The most difficult question I'm asked is "Where are you from?" The idea of place is really important to me, but I have never really been able to put down roots in a place long enough to think of it as mine. I'm 27 years old and I have lived in 5 states and 1 foreign country since I turned 18. As Year 1 drew to an end in Nashville, I knew that I was meant to stay here. And that would require commitment. Roots. Two things that are incredibly difficult for me. It's not that I don't want to have deep roots, it's that I shrink from the thought of someday having to uproot myself (again). That hurts.

In the end, it was reading Jeremiah 17:7-8 that sealed this choice for me:
Blessed is the man who trusts in the Lord and whose trust is the Lord. For he will be like a tree planted by the water, that extends its roots by a stream and will not fear when the heat comes; but its leaves will be green and it will not be anxious in a year of drought nor cease to yield fruit.
I want my life to look like that. Unwavering, steadfast. That kind of security comes from the roots up, which meant that this year I was going to have to pay special attention to my roots.

This was intended to be a mid-year progress report, but it's hard to report progress when you never shared the journey in the first place. So today I'll just share my word with you, and in the next couple of posts I'll share some of the highlights on this journey the past few months.

Have you chosen a word for your year? I'd love to hear it!

Sunday, July 7, 2013

I have a confession to make

Okay, here goes.

I judge a book by its cover.

I bought Maphead by Jeopardy winner Ken Jennings solely because of its cover. It caught my eye in a Barnes & Noble months ago with its clever cut out and use of maps. I wasn't entirely sure what it was about, but I know that geography fascinates me so I figured I couldn't really go wrong.

In college I took a course called Cultural Geography. My biggest takeaway from that class was an ability to correctly identify all the countries of the world in their proper place on a blank map. Awesome for cocktail parties, let me tell you. In all seriousness, one of our texts was Space and Place: The Perspective of Experience by Tuan. Thinking about how WHERE I am influences how I filter and experience everything and everyone around me was pretty eye-opening.

Chapter 2 of Maphead opens with a quite from Gabriel Marcel: "An individual is not distinct from his place. He is his place."


For me, everything I am has been shaped by where I've been. I feel most like myself when I'm standing on the Northern California coastline, breathing in saltwater and surrounded by gorgeous little succulents. But that's not the only place imprinted on me...I breathe deeper and find myself most calm and centered in the midst of "big trees" - an inevitable byproduct of growing up in Redwood country and in the lush green forests of Oregon.

Right now, all of that and more is shaping how I interact with my current space/place. Nashville.

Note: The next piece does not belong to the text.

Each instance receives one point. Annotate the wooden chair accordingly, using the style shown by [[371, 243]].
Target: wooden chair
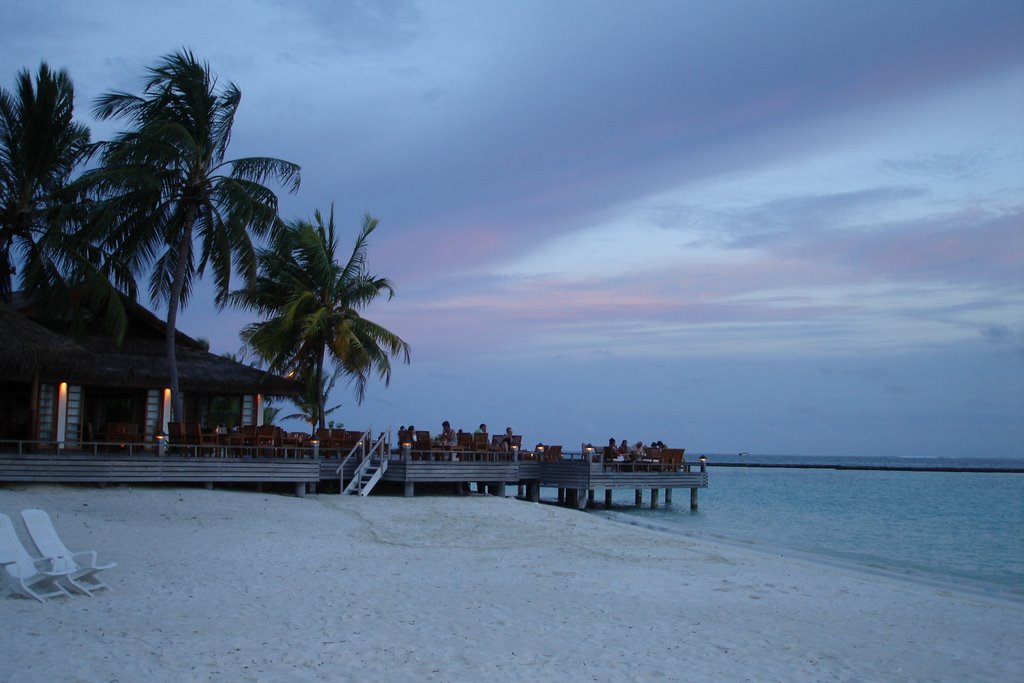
[[609, 461], [480, 443], [421, 446], [675, 459]]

At first I thought this book was just going to be Jennings spouting off trivia to show his own intelligence but it's providing a ton of food for thought. This blog is all about the "next page." One of the most important lessons I've learned is that you can't understand what's coming next without a strong grasp on what just passed. You don't know where you're going if you don't know where you've been.

What places are the most important to you? What makes them so special?